Fatigue is a frequently reported symptom in RA. The multidimensional assessment of fatigue by means of the MFI-20 provided a complete and detailed portrayal of fatigue as experienced by RA patients. Compared with previously reported data in a general population sample (28), RA patients experienced high levels of general fatigue, physical fatigue, reduced activity, and reduced motivation, which confirmed that fatigue is a major problem in RA. The mental fatigue component was less important in the profile of RA-related fatigue; its level was not high in our patient group. Nevertheless, mental fatigue predicted HRQOL, indicating that these associations are probably independent of RA. We found relatively weak correlations between mental fatigue and the other dimensions of the MFI-20, which is in concordance with previously reported inter-correlations (25), pointing out that mental fatigue behaves somewhat differently than the other scales. We evaluated the impact of fatigue on HRQOL taking into account pain and depressive symptoms. We found that different aspect of fatigue were associated with different domains of HRQOL, which is in concordance with recently reported results among patients with ankylosing spondylitis (36). The total proportion of explained variance in HRQOL varied between the different domains, but was, by and large, rather high. Fatigue, entered last to the model, added 1–14% to the explained variance of HRQOL.

The clinical relevance of the detected statistically significant associations could be disputed given the relatively small predicted changes in RAND-36 scores, and given the relatively large sample we worked with. The minimal clinically important difference (MCID) for the RAND-36 is typically in the range of 3–5 points (42), but absolute MCID thresholds are suspect and also even lower differences might arguably be clinically important (43). Besides, we should be aware that the changes we found were predicted for just 1 point change of fatigue. A change of 2 points on the MFI-20 would double the improvement of HRQOL. It should be noted that interventions targeted at physical fatigue would be more quickly effective—as indicated by changes of HRQOL of 3–5 points—than interventions targeted at mental fatigue. However, to our best knowledge no information is available on how easily changes on the MFI-20 are obtained. The MFI-20 was developed as a research instrument and, up to now, use only on a group level is recommended; no cut-off scores for clinically significant fatigue have yet been determined (44). Taking these considerations into account, we believe that the statistically significant outcomes we found represent potentially clinically meaningful outcomes.

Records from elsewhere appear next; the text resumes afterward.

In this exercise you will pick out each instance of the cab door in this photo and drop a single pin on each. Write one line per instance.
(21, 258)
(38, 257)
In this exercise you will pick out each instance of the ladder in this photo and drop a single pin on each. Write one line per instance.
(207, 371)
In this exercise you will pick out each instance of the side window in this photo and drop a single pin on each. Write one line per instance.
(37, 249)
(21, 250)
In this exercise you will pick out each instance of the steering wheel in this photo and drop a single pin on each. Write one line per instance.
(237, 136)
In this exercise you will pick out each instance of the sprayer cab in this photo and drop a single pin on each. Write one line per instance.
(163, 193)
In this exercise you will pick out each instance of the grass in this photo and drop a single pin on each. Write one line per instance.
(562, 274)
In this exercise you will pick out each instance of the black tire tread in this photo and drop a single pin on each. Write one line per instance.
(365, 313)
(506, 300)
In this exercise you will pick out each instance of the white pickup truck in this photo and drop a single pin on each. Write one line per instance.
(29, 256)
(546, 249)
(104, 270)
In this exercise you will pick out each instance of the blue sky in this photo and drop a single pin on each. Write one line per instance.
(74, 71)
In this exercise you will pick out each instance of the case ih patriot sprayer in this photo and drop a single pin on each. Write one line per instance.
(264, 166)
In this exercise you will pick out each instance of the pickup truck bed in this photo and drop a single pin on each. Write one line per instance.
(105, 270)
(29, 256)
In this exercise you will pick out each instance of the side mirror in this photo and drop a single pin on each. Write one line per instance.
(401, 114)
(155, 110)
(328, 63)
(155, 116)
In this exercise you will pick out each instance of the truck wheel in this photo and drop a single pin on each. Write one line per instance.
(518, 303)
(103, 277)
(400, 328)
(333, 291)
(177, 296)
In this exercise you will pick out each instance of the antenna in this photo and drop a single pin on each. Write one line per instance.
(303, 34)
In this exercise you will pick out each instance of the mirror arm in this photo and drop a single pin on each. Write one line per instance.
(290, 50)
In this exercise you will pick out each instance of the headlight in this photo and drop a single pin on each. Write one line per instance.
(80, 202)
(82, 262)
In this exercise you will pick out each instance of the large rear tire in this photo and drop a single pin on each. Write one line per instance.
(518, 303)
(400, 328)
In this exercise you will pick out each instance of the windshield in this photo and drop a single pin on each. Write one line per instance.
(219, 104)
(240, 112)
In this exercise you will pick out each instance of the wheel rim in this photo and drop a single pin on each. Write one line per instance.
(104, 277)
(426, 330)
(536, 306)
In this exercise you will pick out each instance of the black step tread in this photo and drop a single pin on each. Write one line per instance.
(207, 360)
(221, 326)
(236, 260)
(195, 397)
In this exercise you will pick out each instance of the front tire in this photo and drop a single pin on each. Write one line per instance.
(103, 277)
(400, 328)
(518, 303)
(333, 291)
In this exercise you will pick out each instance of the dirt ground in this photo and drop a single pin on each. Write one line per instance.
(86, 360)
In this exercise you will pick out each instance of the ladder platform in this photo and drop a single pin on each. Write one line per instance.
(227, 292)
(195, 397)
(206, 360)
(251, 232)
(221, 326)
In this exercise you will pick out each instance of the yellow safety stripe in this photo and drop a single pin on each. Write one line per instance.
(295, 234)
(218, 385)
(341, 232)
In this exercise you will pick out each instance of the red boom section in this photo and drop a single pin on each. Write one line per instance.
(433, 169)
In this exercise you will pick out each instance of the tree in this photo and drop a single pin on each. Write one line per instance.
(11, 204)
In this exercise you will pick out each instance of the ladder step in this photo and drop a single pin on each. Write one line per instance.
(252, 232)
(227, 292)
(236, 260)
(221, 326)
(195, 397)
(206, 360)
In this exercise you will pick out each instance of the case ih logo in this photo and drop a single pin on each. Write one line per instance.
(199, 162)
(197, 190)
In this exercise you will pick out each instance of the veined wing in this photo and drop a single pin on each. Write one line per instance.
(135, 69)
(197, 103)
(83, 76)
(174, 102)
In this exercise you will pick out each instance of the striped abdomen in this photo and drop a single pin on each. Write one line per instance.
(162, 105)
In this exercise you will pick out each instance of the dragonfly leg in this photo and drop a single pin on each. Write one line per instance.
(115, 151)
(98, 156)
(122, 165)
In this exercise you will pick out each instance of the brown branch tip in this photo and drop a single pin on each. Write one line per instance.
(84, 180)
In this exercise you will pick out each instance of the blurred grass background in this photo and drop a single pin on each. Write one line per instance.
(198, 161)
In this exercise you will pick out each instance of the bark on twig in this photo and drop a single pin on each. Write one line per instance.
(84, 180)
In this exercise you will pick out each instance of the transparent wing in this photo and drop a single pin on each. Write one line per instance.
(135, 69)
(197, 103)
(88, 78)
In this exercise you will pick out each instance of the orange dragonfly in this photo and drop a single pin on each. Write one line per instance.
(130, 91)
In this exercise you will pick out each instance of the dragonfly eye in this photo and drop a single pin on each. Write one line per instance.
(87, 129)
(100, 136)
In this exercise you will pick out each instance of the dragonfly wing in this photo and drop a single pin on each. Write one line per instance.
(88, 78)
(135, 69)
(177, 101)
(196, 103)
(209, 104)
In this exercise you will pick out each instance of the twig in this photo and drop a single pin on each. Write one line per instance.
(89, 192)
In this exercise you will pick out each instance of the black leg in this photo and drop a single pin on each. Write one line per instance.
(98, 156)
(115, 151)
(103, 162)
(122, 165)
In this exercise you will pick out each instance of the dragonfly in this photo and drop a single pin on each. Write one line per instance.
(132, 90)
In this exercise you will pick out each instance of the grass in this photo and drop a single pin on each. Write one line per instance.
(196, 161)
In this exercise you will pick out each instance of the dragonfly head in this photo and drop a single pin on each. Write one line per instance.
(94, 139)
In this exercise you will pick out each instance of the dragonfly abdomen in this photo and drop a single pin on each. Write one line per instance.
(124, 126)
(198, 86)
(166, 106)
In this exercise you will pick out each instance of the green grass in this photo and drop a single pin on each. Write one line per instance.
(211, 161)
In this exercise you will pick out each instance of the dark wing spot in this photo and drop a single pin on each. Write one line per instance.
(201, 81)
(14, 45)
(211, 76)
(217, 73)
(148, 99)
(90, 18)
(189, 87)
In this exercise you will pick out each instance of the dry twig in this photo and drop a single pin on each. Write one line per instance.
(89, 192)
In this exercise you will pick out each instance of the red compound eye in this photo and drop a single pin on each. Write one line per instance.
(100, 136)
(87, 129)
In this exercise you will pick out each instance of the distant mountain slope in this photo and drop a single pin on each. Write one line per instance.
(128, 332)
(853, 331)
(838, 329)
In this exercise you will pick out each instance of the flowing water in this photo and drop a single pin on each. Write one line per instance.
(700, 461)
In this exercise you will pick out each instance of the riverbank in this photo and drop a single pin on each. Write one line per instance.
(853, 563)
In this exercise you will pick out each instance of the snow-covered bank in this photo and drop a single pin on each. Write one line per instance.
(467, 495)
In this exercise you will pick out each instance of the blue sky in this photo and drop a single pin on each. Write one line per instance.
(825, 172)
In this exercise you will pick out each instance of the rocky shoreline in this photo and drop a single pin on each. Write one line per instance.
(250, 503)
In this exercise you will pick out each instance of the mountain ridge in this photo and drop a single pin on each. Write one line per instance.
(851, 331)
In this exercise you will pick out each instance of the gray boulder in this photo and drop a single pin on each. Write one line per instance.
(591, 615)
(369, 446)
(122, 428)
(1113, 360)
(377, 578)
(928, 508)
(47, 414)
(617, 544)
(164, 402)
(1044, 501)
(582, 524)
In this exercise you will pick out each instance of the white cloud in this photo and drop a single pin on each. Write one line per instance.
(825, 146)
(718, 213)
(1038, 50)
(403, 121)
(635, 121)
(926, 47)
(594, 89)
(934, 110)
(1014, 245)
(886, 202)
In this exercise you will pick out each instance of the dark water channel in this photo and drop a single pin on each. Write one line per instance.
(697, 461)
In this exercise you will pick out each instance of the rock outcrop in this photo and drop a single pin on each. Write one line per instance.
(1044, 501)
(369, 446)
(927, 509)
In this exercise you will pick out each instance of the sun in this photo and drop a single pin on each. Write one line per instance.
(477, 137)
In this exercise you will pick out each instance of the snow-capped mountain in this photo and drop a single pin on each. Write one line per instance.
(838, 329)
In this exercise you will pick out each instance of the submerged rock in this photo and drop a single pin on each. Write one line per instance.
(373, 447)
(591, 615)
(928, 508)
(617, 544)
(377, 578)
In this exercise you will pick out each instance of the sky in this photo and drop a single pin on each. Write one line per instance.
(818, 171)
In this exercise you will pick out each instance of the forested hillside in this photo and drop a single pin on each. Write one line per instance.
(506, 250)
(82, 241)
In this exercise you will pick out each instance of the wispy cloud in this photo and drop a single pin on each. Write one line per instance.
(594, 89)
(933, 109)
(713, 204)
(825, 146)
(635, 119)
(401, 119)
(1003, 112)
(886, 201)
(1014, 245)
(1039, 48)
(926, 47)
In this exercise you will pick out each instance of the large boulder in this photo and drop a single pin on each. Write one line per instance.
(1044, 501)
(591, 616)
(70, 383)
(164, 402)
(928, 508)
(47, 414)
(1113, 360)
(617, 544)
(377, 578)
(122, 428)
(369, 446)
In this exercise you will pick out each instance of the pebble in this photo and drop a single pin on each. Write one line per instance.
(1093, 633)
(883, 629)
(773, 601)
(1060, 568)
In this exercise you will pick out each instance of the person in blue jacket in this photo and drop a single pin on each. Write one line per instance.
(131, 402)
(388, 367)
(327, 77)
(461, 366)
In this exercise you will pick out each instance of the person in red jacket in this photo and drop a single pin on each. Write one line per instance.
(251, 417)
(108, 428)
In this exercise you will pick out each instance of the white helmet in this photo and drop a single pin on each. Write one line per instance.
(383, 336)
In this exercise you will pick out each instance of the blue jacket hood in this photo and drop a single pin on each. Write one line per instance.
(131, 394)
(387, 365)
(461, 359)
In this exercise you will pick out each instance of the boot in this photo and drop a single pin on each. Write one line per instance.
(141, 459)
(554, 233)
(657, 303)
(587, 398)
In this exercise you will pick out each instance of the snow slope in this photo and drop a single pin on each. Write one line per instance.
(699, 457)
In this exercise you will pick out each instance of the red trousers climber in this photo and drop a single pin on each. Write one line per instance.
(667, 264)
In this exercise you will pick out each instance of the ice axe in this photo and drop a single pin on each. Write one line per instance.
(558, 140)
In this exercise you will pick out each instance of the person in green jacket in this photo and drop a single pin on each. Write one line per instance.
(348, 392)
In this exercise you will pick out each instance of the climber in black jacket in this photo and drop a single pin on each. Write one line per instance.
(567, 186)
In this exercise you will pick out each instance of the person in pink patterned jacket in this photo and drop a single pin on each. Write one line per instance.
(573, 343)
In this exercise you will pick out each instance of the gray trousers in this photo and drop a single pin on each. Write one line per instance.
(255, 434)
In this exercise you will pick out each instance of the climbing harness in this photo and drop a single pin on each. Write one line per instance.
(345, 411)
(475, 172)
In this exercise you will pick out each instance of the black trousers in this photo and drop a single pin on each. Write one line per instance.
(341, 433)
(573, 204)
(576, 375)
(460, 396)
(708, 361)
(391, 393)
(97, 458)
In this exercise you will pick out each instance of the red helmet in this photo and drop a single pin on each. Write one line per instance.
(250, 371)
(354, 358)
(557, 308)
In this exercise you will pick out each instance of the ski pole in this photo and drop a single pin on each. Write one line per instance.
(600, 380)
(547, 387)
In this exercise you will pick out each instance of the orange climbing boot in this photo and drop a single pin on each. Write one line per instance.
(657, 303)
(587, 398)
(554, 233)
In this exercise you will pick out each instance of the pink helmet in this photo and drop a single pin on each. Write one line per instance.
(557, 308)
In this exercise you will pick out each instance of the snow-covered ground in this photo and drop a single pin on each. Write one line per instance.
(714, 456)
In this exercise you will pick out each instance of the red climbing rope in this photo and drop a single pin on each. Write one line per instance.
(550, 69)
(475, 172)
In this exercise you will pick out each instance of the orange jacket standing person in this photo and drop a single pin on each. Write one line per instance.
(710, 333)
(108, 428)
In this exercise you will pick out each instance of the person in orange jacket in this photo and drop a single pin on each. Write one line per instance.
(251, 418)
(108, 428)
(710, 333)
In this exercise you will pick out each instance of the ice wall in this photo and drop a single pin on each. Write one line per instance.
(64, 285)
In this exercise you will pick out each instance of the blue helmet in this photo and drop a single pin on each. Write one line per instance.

Our findings suggest that with fatigue intervention strategies, extra improvement in RA patients' HRQOL could be gained. A positive effect of exercise on fatigue in RA has been reported previously (45). Riemsa et al suggested that fatigue may improve by enhancing self efficacy with self-management courses (46). The portrayal of RA-related fatigue, obtained by the MFI-20, and the detection of specific associations between different aspects of fatigue and different domains of HRQOL could be used to develop even more specifically targeted intervention strategies. In this regard, it is important to realize that mental fatigue stands apart from the other aspects of fatigue and should probably be addressed by other types of interventions.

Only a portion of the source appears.